Adesso una domanda un po’ astratta: quanto sei padrona di quello che crei? E quanto invece quando lavori c’è qualcosa che sfugge al tuo controllo. Io nei tuoi lavori vedo un oscillazione fra il controllo formale e come il disfacimento della materia virtuale, che si sgrana come in una proliferazione di pixel debordanti, rumorosi, sporchi.

Ho trovato un punto di equilibrio fra due filosofie, fra organizzazione e disorganizzazione. Parto di base con un’idea chiara, e poi c’è anche una forte componente istintuale. Avere esattamente l’idea di come iniziare/finire un lavoro non è una strategia vincente. Non sto dicendo di improvvisare senza alcuna preparazione, senza avere la minima idea di come procedere. È importante partire con delle domande, senza dover trovare necessariamente delle risposte.

Adesso ti faccio una domanda più “personale”: nella tua vita professionale, quali esperienze hanno influito sulla tua identità di artista?

Un’esperienza molto formativa è stata aver visitato spesso New York, città ricca di cliché ma anche di cose inaspettate. Dal punto di vista umano mi sono sentita molto coinvolta. Dal punto di vista artistico, invece, si tratta chiaramente di una città molto predisposta all’arte contemporanea. Lì, non si vive nel passato, ma nel presente e ci si proietta nel futuro. Un quartiere che ho amato molto è Bushwick, a Brooklyn. Non è posto turistico con luoghi belli e peculiari, ma ci sono molti street artist che interagiscono con il territorio, ridefinendolo e rivalutandolo. Ma allo stesso tempo lì si può toccare con mano la decadenza della storia del posto.
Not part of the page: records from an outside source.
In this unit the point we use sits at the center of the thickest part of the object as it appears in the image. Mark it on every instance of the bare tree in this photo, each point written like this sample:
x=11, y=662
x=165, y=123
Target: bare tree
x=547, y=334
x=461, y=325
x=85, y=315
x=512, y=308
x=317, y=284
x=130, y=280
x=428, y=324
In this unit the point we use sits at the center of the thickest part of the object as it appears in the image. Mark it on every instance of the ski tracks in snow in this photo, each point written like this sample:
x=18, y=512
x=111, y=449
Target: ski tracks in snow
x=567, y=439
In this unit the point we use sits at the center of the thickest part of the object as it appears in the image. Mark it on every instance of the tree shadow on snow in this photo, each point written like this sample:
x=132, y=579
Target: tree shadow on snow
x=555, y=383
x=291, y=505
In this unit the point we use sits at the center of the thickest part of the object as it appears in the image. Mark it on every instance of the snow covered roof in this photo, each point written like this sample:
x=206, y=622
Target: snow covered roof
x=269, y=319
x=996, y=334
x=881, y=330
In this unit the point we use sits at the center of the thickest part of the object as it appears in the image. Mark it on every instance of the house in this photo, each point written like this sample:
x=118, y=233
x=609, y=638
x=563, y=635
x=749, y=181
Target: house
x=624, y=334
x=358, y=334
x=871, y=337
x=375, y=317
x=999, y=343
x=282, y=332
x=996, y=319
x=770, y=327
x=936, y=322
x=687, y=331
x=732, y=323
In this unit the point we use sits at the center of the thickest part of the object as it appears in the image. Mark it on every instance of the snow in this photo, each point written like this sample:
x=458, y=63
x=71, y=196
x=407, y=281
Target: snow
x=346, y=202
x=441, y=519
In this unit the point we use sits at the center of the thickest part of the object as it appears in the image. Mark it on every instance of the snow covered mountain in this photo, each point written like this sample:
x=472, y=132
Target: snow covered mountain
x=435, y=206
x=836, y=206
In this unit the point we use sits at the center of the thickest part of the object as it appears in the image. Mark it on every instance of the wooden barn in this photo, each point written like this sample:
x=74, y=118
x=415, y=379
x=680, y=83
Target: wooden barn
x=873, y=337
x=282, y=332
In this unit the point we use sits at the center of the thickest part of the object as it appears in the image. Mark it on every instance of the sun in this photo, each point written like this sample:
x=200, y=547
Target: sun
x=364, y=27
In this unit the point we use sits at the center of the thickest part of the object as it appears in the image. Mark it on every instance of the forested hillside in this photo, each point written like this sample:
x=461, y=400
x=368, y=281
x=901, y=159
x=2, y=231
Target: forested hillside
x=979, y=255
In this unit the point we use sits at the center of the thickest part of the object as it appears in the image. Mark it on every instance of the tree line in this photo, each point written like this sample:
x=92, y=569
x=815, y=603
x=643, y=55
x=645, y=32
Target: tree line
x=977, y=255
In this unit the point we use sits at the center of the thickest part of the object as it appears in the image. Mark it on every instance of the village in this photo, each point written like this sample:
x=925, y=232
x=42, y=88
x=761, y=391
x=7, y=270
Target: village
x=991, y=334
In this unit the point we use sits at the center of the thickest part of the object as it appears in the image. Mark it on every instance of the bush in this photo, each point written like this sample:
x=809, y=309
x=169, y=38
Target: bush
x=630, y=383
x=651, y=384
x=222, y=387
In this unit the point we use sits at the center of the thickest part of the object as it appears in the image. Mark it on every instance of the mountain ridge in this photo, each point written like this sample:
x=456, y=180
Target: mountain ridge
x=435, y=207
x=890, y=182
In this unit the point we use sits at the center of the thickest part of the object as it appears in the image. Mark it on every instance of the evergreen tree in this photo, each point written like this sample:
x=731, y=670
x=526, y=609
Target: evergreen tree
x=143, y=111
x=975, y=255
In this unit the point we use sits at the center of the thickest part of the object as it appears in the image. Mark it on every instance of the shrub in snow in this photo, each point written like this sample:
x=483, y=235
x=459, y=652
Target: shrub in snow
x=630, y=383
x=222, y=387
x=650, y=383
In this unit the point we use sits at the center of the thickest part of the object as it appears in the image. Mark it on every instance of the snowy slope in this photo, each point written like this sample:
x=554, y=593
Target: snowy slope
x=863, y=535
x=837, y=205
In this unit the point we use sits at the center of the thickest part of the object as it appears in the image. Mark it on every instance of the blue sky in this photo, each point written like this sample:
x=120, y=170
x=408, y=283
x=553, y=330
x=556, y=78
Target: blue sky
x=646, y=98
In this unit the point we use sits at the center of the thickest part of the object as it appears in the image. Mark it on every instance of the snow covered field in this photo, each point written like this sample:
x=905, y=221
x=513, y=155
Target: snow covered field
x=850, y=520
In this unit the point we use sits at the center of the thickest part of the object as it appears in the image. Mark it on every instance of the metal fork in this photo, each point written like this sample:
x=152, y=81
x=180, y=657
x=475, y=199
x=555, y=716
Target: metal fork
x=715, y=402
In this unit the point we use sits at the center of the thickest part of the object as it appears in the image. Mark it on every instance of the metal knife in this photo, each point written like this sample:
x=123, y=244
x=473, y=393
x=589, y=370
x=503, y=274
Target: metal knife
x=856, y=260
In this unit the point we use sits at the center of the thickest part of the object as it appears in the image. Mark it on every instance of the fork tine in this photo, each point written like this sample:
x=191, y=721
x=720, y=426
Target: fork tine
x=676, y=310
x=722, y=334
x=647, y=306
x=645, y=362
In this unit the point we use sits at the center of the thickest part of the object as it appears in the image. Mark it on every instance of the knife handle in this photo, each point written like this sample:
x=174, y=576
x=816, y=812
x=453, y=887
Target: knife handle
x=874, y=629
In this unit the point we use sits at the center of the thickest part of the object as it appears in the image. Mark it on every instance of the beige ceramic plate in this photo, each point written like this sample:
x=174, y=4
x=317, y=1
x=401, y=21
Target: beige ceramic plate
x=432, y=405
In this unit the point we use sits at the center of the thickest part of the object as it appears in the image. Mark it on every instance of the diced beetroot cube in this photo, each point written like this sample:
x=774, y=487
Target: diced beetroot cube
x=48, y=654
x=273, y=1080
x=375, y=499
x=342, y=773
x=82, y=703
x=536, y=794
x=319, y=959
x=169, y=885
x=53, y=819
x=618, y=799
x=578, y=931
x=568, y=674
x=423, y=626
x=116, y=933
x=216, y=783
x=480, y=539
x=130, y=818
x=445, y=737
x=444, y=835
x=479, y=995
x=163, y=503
Molti altri quartieri di Brooklyn invece sono diventati più artistici e ricchi, perdendo però molto in termini di autenticità. Anche Bushwick sta evolvendo, ma la popolazione resta medio-povera.
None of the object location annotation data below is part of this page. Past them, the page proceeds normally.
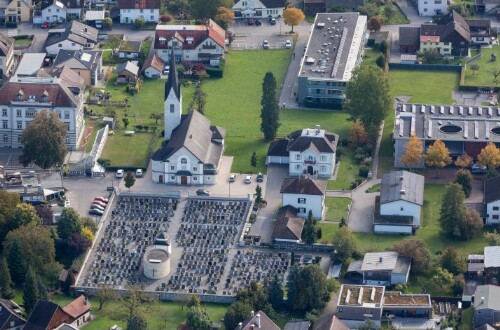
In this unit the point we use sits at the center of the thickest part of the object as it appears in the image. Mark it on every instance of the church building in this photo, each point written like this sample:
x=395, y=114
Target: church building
x=192, y=149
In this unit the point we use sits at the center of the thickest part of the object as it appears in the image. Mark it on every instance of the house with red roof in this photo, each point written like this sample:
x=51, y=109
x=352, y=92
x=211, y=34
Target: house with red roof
x=192, y=43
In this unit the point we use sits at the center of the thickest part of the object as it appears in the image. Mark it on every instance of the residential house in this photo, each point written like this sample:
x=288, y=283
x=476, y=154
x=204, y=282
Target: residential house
x=79, y=310
x=15, y=11
x=432, y=7
x=305, y=194
x=257, y=320
x=71, y=36
x=11, y=317
x=307, y=152
x=400, y=203
x=462, y=128
x=193, y=148
x=54, y=11
x=130, y=49
x=288, y=225
x=258, y=8
x=127, y=72
x=382, y=268
x=191, y=43
x=47, y=316
x=153, y=66
x=486, y=302
x=130, y=10
x=58, y=90
x=7, y=60
x=87, y=64
x=492, y=200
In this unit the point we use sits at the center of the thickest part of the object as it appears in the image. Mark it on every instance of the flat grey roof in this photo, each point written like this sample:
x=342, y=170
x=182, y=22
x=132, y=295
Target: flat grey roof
x=333, y=46
x=448, y=122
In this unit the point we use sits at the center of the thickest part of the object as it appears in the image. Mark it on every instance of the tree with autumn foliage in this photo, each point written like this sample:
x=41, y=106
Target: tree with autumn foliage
x=464, y=161
x=293, y=16
x=413, y=152
x=437, y=156
x=489, y=157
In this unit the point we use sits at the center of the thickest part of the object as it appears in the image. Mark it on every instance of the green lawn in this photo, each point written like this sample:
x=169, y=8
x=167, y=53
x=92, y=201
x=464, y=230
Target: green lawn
x=483, y=76
x=337, y=208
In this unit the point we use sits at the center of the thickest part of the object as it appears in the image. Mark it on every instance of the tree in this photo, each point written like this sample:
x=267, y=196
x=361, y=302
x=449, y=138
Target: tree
x=225, y=17
x=129, y=180
x=368, y=98
x=30, y=290
x=270, y=111
x=43, y=141
x=474, y=67
x=137, y=322
x=489, y=156
x=253, y=159
x=417, y=251
x=198, y=319
x=464, y=161
x=375, y=23
x=357, y=135
x=237, y=312
x=275, y=292
x=464, y=179
x=293, y=16
x=437, y=156
x=453, y=211
x=345, y=244
x=69, y=223
x=413, y=152
x=6, y=289
x=452, y=262
x=156, y=116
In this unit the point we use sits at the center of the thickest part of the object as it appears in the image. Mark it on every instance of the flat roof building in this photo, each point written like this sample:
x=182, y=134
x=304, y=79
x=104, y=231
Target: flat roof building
x=334, y=49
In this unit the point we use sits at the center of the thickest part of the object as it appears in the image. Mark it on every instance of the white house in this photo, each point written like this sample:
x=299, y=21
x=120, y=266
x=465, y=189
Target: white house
x=305, y=195
x=71, y=36
x=258, y=8
x=307, y=151
x=193, y=43
x=432, y=7
x=54, y=11
x=401, y=200
x=193, y=148
x=492, y=200
x=130, y=10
                                                                                                         

Abbiamo parlato molto della tua arte, ma adesso vorrei che ci dicessi quali artisti ti ispirano, sia dell’oggi che del passato.
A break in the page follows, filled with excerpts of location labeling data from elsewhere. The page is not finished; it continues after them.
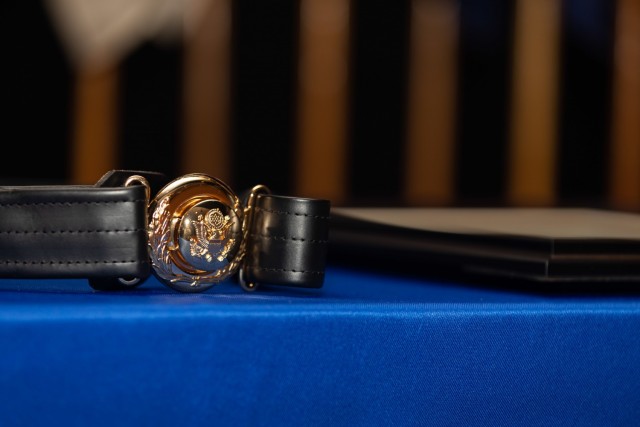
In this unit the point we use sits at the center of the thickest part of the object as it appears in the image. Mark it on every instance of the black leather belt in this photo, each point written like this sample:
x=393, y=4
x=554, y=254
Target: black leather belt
x=193, y=234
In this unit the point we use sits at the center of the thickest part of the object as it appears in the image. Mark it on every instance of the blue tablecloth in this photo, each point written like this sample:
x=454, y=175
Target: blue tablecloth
x=367, y=349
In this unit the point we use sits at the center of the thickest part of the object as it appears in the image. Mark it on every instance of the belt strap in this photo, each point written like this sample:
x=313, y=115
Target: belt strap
x=73, y=231
x=288, y=241
x=100, y=233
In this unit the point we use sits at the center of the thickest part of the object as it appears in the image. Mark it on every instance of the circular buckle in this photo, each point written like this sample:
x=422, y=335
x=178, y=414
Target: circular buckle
x=197, y=229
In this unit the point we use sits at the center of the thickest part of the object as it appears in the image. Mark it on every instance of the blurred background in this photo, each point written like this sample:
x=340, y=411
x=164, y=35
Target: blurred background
x=377, y=102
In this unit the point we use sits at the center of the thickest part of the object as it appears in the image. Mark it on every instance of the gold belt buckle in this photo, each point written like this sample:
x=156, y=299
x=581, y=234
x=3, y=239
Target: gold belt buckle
x=197, y=231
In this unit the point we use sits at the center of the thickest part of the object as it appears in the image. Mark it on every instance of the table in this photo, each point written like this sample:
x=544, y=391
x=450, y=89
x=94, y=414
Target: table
x=369, y=348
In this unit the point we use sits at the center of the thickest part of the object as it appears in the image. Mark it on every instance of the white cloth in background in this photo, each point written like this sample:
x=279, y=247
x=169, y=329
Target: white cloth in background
x=99, y=33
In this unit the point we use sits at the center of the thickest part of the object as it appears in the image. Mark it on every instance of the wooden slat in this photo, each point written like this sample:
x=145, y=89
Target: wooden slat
x=625, y=144
x=532, y=161
x=322, y=121
x=206, y=93
x=94, y=145
x=429, y=161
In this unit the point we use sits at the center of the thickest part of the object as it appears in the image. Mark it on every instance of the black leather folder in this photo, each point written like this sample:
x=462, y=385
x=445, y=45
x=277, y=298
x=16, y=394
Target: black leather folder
x=532, y=244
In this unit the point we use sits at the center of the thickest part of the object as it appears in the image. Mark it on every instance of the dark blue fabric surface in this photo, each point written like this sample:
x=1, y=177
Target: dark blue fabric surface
x=367, y=349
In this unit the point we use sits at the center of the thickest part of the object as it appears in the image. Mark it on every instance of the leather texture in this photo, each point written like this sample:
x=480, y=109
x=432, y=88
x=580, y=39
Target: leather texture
x=67, y=231
x=99, y=233
x=73, y=231
x=288, y=241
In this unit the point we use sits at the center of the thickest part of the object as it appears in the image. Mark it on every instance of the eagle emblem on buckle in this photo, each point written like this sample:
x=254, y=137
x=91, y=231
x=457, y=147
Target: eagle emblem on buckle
x=211, y=229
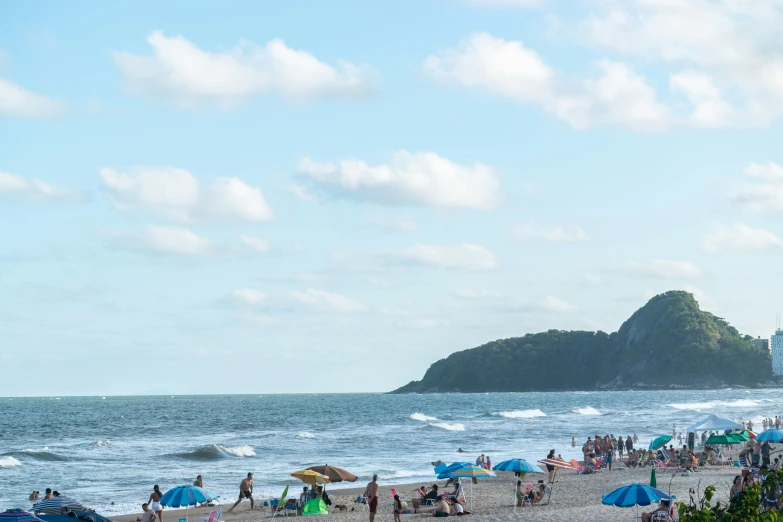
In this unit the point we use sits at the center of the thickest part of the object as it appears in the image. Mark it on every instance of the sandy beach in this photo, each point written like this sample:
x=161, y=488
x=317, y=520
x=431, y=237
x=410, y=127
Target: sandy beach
x=574, y=498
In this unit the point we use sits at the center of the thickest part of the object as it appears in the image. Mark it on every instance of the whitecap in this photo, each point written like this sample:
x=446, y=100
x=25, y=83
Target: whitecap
x=739, y=403
x=398, y=474
x=239, y=451
x=457, y=426
x=520, y=414
x=421, y=417
x=9, y=462
x=587, y=410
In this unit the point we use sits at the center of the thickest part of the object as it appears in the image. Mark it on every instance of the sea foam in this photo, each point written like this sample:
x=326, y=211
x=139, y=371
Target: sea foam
x=739, y=403
x=421, y=417
x=457, y=426
x=215, y=451
x=520, y=414
x=587, y=410
x=9, y=462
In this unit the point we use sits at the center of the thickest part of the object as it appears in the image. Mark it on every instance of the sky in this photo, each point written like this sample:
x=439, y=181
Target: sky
x=299, y=197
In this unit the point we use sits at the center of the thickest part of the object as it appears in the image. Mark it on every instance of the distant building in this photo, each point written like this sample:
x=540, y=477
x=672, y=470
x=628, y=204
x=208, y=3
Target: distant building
x=762, y=343
x=777, y=353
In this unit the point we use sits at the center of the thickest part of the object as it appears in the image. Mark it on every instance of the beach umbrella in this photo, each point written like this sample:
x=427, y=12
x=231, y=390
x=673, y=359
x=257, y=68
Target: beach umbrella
x=770, y=436
x=444, y=471
x=187, y=495
x=471, y=472
x=334, y=474
x=660, y=442
x=18, y=515
x=57, y=505
x=311, y=477
x=634, y=495
x=520, y=466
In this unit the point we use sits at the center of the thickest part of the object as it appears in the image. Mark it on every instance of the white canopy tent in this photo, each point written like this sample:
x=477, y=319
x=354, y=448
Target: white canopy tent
x=714, y=423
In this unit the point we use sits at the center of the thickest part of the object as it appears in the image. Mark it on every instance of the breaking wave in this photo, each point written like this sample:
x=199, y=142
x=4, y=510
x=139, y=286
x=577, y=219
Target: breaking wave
x=520, y=414
x=739, y=403
x=421, y=417
x=44, y=454
x=457, y=426
x=214, y=451
x=9, y=462
x=587, y=410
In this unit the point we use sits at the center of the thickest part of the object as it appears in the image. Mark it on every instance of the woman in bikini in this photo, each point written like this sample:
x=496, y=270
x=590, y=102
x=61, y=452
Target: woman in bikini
x=155, y=504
La forma per me è la cosa più importante. Fra i moderni, la sintesi compiuta da Piero della Francesca secondo me è assolutamente contemporanea. La madonna della misericordia è una delle mie opere preferite. La madonna di Senigallia, invece, mostra come la forma può dire tutto senza essere distrutta dal pathos.

Se devo parlare di artisti viventi, invece, penso soprattutto a Erik Kessels. Soprattutto perché oggi un artista contemporaneo deve lavorare su più linguaggi, non perdendo tuttavia la propria identità, traducendola piuttosto. Secondo me, lui riesce a restare se stesso utilizzando ogni medium, lavorando anche in contesti molto diversi. Poi altri nomi… penso a Andrea Samory, artista italiano che opera in Giappone. I riferimenti alla cultura giapponese da lui proposti mi ispirano tantissimo, come attraverso le scelte cromatiche. La cultura orientale nei suoi lavori emerge con tutta la radicalità di un mondo altro. Gli aspetti legati alla comunicazione, inoltre, non sono standard, e c’è una forte ibridazione dei linguaggi che mi attrae tantissimo. Questo immaginario è molto vicino alla sensibilità dei miei lavori recenti. Poi altri nomi che mi vengono in mente sono Matthew Barney, Mike Kelley, Andreas Gursky, e Robert Gligorov.